From Inc. Magazine April 2014

How government and business worked together to grow an industry in Walla Walla.

It’s hard not to like Walla Walla, a small city (population: 32,000) in the verdant southeastern corner of Washington whose unofficial motto is “the city so nice, they named it twice.” Tyler Tennyson fell in love with the place. When he lost his real estate job, he and his wife left Seattle to turn their hobby–making wine–into a profession.

Tennyson enrolled in Walla Walla Community College’s two-year wine program. The story of Walla Walla’s wine program began in the late 1970s, when the first modern winery opened in the region. By 2000, there were about 20, and local vintners realized they needed more people to keep the industry growing.
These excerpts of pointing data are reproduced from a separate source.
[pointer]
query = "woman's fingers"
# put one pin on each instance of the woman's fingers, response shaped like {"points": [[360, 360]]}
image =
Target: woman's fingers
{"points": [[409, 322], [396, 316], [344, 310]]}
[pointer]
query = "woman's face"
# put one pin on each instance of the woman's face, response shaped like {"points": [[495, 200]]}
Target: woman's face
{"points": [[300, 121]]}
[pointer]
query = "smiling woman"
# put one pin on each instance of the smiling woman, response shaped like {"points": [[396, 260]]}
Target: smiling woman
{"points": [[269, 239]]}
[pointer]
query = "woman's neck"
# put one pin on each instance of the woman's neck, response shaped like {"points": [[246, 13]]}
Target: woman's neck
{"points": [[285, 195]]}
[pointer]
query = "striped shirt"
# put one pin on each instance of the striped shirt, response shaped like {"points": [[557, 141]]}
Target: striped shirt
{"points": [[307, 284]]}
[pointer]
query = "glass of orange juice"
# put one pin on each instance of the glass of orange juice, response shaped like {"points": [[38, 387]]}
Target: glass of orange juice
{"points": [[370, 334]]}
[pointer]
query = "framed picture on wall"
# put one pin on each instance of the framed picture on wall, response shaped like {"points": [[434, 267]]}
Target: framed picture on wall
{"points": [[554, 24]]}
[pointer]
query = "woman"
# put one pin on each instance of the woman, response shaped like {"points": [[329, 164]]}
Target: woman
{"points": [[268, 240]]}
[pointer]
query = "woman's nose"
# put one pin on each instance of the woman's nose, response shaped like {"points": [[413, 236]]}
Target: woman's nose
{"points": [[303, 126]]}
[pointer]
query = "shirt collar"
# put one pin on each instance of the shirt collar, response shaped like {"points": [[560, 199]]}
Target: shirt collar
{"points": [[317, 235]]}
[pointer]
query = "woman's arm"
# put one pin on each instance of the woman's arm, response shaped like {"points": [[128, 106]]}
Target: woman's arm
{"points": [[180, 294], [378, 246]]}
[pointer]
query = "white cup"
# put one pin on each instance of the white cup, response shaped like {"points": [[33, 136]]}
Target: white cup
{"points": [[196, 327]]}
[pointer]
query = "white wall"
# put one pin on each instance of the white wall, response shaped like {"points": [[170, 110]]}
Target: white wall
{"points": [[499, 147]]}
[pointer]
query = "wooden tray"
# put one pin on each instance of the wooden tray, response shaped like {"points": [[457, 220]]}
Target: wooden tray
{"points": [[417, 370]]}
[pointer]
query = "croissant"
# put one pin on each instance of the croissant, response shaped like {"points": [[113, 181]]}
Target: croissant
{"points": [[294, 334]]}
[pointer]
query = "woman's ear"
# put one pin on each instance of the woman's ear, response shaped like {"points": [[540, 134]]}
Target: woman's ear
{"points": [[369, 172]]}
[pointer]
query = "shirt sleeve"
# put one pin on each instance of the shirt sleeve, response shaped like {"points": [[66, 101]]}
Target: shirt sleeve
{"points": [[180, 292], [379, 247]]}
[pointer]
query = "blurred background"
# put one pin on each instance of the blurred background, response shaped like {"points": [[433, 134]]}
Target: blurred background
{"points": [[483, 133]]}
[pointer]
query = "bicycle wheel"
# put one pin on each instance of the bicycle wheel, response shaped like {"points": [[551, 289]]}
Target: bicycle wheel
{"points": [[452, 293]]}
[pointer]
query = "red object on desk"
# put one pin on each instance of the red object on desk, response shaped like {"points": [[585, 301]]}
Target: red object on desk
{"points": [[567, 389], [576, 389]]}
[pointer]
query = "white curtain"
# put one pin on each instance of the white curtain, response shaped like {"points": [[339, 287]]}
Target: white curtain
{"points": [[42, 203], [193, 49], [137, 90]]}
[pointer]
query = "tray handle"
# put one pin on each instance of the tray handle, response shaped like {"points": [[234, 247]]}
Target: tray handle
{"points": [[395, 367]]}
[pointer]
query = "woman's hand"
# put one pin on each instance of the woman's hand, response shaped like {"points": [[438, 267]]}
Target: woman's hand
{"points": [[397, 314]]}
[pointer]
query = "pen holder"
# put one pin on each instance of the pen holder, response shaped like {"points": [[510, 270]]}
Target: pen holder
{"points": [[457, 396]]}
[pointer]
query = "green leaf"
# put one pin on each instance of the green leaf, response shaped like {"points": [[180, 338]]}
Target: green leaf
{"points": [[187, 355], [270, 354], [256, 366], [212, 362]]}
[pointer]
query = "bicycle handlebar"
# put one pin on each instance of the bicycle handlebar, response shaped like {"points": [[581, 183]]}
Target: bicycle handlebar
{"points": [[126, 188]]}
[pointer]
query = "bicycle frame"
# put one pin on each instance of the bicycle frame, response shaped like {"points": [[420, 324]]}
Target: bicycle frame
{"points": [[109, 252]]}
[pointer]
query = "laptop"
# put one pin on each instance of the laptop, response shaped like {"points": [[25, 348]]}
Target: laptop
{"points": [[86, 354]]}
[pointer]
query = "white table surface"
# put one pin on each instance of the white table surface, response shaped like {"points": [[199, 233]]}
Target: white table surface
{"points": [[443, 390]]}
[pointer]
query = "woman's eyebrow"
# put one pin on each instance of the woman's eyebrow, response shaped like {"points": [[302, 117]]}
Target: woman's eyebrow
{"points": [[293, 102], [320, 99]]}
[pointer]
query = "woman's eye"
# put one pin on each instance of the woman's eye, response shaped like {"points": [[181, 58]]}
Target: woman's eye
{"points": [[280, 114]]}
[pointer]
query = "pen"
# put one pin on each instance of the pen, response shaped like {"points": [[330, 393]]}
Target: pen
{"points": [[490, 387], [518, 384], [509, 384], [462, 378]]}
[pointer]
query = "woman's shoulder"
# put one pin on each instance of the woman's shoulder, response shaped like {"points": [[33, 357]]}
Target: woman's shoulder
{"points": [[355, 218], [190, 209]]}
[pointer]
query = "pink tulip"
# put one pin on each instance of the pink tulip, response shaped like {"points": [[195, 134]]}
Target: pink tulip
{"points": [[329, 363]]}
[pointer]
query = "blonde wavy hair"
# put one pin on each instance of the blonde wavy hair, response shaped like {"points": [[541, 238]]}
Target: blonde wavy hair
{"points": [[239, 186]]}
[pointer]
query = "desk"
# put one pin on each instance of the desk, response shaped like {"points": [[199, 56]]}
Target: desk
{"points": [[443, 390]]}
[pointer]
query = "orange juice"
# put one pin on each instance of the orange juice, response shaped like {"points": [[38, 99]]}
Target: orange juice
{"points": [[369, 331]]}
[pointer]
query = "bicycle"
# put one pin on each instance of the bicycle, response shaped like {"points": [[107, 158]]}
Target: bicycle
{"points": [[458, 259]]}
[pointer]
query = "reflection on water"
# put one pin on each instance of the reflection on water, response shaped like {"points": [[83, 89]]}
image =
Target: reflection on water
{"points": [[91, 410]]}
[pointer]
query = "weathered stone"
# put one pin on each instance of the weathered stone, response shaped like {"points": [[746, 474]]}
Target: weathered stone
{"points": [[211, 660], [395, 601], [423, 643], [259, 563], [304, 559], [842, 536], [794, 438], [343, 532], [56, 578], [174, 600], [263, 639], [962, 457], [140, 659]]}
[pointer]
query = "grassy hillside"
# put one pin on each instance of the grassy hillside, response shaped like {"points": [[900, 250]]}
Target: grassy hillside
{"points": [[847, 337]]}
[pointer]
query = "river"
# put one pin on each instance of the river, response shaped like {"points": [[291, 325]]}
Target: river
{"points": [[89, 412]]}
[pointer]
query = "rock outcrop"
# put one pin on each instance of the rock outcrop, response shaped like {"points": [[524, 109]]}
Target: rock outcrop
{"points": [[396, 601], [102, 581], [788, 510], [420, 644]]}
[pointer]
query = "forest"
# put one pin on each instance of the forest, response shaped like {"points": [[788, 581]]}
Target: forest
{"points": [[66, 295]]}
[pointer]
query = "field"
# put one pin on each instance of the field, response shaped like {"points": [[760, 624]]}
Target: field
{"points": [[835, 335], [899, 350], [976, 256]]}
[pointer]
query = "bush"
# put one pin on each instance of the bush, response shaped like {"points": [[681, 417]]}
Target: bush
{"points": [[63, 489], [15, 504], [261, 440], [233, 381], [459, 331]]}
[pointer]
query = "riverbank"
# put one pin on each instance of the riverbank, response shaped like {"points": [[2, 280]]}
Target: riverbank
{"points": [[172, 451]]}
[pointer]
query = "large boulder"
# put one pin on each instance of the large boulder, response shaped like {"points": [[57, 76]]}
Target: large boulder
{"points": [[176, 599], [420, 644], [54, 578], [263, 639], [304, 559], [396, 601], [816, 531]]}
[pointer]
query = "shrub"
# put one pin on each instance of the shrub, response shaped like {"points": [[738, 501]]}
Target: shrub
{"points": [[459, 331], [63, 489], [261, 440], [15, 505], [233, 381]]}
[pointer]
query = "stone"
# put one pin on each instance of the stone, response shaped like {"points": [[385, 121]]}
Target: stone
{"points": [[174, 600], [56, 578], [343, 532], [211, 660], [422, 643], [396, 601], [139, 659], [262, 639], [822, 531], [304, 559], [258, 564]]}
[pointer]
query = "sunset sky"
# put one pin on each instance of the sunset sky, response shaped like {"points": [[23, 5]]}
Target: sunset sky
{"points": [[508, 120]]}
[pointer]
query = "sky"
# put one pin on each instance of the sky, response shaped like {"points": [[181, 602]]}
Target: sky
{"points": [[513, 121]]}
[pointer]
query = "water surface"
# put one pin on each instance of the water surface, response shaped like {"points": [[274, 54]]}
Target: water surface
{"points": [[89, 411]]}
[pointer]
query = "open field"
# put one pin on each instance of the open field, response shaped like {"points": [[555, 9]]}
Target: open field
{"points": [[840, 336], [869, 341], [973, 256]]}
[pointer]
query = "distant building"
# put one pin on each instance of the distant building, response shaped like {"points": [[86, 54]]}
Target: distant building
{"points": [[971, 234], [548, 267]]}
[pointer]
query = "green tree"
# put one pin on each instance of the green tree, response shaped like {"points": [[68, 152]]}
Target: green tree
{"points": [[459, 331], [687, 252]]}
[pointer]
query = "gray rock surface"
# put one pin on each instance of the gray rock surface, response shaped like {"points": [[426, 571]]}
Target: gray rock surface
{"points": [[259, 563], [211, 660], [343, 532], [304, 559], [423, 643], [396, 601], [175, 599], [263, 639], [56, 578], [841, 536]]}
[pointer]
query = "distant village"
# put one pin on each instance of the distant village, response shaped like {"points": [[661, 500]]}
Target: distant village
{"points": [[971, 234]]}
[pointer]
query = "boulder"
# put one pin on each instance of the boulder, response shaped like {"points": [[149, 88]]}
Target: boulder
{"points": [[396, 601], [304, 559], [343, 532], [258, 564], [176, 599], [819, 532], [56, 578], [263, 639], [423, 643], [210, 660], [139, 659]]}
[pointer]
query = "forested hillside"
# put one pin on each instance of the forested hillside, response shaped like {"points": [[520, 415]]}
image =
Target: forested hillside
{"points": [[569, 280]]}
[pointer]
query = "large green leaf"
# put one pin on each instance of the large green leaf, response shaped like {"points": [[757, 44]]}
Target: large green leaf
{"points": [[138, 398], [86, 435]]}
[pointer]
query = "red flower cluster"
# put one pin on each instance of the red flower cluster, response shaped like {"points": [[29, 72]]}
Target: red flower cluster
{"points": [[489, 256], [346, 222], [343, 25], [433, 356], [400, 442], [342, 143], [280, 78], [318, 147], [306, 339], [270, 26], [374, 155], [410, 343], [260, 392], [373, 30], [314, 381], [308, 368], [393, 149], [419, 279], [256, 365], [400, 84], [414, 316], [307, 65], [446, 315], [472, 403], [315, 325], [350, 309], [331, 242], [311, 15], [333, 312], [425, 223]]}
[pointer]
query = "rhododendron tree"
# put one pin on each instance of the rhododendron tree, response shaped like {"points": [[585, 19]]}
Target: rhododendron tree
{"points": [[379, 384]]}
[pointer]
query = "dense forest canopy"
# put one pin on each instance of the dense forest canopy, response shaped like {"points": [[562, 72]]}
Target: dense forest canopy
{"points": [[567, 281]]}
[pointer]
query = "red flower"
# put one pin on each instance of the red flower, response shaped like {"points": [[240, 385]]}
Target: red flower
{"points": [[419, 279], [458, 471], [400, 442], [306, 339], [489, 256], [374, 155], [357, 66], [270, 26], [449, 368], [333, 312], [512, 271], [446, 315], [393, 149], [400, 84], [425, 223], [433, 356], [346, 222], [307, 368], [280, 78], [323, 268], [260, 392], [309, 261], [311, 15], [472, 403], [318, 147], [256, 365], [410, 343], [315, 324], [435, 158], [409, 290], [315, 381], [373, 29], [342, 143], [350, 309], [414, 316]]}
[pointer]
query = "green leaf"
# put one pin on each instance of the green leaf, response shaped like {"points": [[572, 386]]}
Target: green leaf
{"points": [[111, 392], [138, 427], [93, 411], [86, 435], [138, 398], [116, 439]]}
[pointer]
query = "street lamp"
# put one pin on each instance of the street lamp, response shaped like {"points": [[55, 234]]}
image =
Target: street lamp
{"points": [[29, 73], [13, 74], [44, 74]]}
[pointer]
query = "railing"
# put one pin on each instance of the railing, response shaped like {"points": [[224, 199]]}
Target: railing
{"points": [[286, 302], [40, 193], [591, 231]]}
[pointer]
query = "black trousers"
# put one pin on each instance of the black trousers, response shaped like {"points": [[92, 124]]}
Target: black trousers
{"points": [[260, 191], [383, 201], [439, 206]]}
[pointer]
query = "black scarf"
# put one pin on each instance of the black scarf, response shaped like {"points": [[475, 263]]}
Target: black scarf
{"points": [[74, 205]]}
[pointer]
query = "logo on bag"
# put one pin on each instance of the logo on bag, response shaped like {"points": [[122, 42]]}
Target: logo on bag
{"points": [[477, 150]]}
So a group worked with Walla Walla Community College president Steven VanAusdle to create a viticulture program. The college raised $5 million in private money; by 2003, the center for Enology and Viticulture was up and running. Three years later, it had its own building, including a state-of-the-art teaching commercial winery, the award-winning College Cellars. The program also has its own vineyard. Local wine professionals helped design the curriculum and facilities to make sure graduates were job ready.

The two-year program now admits up to 30 people at a time; students start during the annual “crush” and learn grape selection, growing, harvesting, fermenting, barreling, blending, and marketing. Graduates get a complete set of working skills, as well as two internationally recognized certificates, one in viticulture, the other in enology.

“It’s a book education but also a practical one,” says Tennyson, who graduated in 2011 and is cellar master at nearby Seven Hills Winery. Most graduates stay in the region, and job placement is more than 80 percent. There are about 120 working wineries in the Walla Walla region, and the industry supports almost 15 percent of local jobs, up from less than 1 percent in 1997.

No one gives WWCC’s program all the credit, but it has been catalytic. Says Norm McKibben, of the Pepper Bridge Winery and one of the original advisers, “When we got started, there weren’t many wineries. I never would have guessed how successful it would become.”